The problem is that space travel will not become orders of magnitude safer until it is a commonplace rather than a heroic undertaking. But to get to that point, we will need to launch very many flights, some of which will inevitably end in disaster. In today's compensation-claiming culture, where human life is regarded as priceless, that kind of sacrifice is surely intolerable. We cannot make space flight a common experience until it is almost perfectly safe. But we cannot make it perfectly safe until it is a common experience. Today, therefore, we find ourselves stymied. But this is the kind of impasse or Catch-22 that a dark age allows us to solve. In the time of the economic recovery, we can expect that people will start going into space again. They will do so on a larger scale and they will not suspend their activity every time that people die. By the time the new era is sophisticated enough to demand high safety standards, enough will have been learned to ensure that those standards are achieved.

http://website.lineone.net/~marc.widdowson/Part4/Chapter39.html
 
This may sound harsh, but there's a website that says when a society makes human life too precious, regulations drive up costs and slows everything down until eventually many enterprises become economically unviable, slowing down technological progress.

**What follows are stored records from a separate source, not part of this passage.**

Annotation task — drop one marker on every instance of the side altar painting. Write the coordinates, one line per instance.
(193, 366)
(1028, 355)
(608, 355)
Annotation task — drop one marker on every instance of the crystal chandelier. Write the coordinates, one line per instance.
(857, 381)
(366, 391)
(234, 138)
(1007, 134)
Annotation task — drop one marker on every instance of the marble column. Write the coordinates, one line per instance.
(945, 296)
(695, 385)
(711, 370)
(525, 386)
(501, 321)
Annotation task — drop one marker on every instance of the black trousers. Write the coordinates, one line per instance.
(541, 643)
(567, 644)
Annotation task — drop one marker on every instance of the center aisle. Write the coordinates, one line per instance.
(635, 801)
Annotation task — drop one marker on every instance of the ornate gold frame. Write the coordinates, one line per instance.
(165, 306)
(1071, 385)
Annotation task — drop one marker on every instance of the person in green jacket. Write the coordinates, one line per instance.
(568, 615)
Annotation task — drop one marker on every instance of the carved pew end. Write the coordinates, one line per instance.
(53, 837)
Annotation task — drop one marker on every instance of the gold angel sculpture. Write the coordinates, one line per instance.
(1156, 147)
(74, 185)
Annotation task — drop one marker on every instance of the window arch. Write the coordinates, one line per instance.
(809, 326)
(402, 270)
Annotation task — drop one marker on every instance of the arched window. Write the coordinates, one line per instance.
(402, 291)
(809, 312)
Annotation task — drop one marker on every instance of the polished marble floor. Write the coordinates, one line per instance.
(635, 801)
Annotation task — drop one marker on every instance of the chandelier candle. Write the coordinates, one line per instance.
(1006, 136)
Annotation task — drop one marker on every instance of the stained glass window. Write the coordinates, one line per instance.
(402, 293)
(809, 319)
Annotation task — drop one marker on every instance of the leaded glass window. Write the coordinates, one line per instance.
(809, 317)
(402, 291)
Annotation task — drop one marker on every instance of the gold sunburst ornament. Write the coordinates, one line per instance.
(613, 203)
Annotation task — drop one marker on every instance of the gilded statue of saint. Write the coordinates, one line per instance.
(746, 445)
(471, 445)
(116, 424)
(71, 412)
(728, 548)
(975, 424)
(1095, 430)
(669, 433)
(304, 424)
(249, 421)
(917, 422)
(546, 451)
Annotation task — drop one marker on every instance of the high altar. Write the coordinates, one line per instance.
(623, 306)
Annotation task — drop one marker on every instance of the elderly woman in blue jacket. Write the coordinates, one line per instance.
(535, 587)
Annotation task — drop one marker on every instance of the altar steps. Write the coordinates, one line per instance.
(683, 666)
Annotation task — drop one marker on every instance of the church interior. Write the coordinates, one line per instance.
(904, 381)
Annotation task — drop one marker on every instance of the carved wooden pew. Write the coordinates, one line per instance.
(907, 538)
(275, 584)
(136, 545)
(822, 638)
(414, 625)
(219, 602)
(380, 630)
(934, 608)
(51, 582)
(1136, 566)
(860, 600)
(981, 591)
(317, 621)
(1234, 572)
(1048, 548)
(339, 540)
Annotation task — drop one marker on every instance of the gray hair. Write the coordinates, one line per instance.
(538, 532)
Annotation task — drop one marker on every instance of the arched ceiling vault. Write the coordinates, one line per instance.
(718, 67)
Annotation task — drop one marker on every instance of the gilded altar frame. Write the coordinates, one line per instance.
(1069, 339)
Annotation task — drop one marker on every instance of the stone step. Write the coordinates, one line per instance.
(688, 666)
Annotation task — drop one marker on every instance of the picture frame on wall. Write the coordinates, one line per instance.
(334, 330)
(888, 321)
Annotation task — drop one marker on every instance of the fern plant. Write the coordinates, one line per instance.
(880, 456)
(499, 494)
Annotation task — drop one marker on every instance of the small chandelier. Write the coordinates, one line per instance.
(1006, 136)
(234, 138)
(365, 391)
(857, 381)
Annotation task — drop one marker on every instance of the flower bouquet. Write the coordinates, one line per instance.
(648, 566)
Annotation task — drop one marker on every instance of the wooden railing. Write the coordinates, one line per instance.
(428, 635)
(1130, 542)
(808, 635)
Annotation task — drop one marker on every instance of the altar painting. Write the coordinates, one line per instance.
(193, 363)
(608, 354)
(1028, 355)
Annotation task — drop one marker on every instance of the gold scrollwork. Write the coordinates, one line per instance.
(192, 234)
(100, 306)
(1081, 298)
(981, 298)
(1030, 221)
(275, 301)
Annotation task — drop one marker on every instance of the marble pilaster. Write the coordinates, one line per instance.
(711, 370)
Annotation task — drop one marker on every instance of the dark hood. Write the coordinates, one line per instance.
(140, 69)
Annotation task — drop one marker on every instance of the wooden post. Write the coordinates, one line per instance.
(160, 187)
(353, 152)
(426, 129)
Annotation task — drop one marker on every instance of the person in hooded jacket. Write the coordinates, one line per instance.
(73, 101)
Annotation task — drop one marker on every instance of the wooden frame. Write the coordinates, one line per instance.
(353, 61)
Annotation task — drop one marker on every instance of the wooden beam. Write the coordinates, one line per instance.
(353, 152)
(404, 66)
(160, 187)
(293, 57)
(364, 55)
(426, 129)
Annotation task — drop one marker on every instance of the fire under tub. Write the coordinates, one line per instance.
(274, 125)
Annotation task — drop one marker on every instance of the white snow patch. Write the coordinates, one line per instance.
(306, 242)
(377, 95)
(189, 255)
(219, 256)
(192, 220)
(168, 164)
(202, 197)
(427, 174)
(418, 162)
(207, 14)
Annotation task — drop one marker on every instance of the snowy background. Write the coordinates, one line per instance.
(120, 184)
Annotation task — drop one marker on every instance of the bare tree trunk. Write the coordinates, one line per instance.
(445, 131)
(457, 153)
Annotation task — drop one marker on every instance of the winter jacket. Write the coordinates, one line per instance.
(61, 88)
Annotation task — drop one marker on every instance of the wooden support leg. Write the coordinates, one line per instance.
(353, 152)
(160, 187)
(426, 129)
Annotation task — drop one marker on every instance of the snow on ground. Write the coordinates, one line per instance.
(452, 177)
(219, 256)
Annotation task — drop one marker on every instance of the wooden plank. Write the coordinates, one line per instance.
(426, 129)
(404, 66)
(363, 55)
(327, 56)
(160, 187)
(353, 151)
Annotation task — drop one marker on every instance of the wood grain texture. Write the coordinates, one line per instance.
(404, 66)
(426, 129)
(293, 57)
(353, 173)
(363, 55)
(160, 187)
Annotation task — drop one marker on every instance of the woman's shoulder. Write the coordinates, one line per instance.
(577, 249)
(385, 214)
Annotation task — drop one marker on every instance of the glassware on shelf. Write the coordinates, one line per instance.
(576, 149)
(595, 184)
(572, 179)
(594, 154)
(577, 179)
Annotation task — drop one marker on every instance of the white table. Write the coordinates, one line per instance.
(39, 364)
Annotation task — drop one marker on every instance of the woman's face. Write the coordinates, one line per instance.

http://website.lineone.net/~marc.widdowson/Part4/Chapter39.html

Harsh? Yes. A rigid economics argument? Yes. An acceptable argument? No, not by any stretch of any imagination. If our society puts too much value on a human life then I wonder what the author of this article would feel if his or her family all died on a construction site or due to cancer caused by inadequate compliance and regulatory standards for some product they thought was safe or the countless other satefy, environmental and health reasons our society values. Money and productivity are great so long as the costs to other people's lives, health and environments doesn't affect me, is that the argument?

There are other labour and union regulations that slow things down that have nothing to do with safety and health and the environment. But we shouldn't repeat countless past mistakes and disregard these regulations just so we can have a pretty new skyscraper or a faster built rail service or whatever. It would say a lot about a society who had a government who didn't actively (albiet painfully slowly) work to ensure compliance and regulatory safety for such things as our misely, unimportant lives or environment.

And hey, wasn't this topic about a specific building... hard to remember which one... maybe someone can help me bring it back on topic.
 
Wait, there's a website that says that? Then it must be true!

You didn't read the excerpt I posted? Space travel is still a major undertaking and hardly routine as far as general use is concerned. Compare it's slow advacement to that of the development of aviation nearly a hundred years ago.
 
An important difference between air travel and space travel is that there are piles of money to be made in the former. I suspect that has been a factor in the speed of development.

But, that has nothing to do with the RBC tower.
 
You didn't read the excerpt I posted? Space travel is still a major undertaking and hardly routine as far as general use is concerned. Compare it's slow advacement to that of the development of aviation nearly a hundred years ago.

The history of aviation is more than one hundred years - if you are willing to include all human efforts to achieve flight.
 
guys.. RBC Centre is a major commercial development.

We haven't seen anything like this in Toronto for 20 years.. and you guys are talking about going to the moon?